Most guys know me for my gameheads and lifesize, but I love the scales to!(LOL) This is a repo smallie I finished up not too long ago. Rocks are custom carved in the studio.


----------



## KingOfTheJungle (May 17, 2012)

Wow.. very well done. I might just have to contact you when I hook myself a nice bass.


----------



## BP1992 (Dec 24, 2010)

Very nice


----------



## John-in-VA (Mar 27, 2003)

Great looking small mouth .


----------



## Matt D (May 12, 2011)

Thanks guys, and Mike, if you are ever interested in having some work done, just contact me and we will get things worked out for you. I do alot of repos so you can release the fish if you wish. Just take a total length and girth around the widest portion of the fish. A few good pics, and that is all I need to produce a high quality reproduction. I just finished up two largemouth repos that were caught in Mexico and have some pics if you are interested in seeing them. Thanks again guys and take care.


----------



## old_22_fan (Jul 5, 2007)

Is that a ARP repo from Van ****'s ?? That's a great looking mount.. good job


----------



## Matt D (May 12, 2011)

Yes, it's an Arp blank, they are really nice to work with, thanks for the comments.


----------



## Gig49 (Apr 25, 2010)

Beautifully reproduced


----------



## mrjeffro (Jul 25, 2007)

Reproduction mounts look so much better than the real thing (and last longer) IMO

That is a great looking mount.


----------



## flinginairos (Jan 3, 2006)

That looks really great! I would love to get a smallmouth done sometime. PM me a price?


----------



## KingOfTheJungle (May 17, 2012)

Matt D said:


> Thanks guys, and Mike, if you are ever interested in having some work done, just contact me and we will get things worked out for you. I do alot of repos so you can release the fish if you wish. Just take a total length and girth around the widest portion of the fish. A few good pics, and that is all I need to produce a high quality reproduction. I just finished up two largemouth repos that were caught in Mexico and have some pics if you are interested in seeing them. Thanks again guys and take care.

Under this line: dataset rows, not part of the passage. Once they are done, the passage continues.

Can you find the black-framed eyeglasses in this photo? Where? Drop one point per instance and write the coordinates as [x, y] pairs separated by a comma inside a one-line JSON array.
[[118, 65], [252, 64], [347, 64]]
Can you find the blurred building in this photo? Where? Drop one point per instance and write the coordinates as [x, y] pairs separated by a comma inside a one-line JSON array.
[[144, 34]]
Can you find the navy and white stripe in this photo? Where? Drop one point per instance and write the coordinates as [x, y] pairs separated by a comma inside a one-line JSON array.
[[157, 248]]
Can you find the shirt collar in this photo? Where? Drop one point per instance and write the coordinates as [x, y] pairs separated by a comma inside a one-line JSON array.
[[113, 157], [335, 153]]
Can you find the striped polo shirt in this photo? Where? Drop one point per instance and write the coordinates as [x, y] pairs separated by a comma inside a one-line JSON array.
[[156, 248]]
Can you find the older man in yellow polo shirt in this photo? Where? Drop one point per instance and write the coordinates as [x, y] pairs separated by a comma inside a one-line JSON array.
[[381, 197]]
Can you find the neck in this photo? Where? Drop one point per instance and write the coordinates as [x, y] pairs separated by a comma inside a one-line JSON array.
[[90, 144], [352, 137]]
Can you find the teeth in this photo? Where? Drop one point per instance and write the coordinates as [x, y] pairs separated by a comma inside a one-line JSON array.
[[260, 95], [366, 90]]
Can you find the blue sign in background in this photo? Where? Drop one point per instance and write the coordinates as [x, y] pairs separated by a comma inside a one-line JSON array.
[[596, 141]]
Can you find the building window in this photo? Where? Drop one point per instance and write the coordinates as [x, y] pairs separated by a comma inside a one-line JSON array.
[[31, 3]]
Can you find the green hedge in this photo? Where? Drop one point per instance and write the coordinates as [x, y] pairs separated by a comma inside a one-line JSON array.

Absolutely! I'd love to see them. I wish we had measured the 6 pounder my lady just hooked the other day, would've loved to get her a repo as a surprise. Thanks! =)


----------



## Leftydave (Mar 10, 2008)

very nice!


----------



## Cadet (Aug 21, 2010)

Impressive!!!


----------



## HORNS-A-PLENTY (Mar 6, 2012)

Very nice -- looks like the real thing!!!!


----------



## whitetail97 (Feb 4, 2012)

Wow very nice!


----------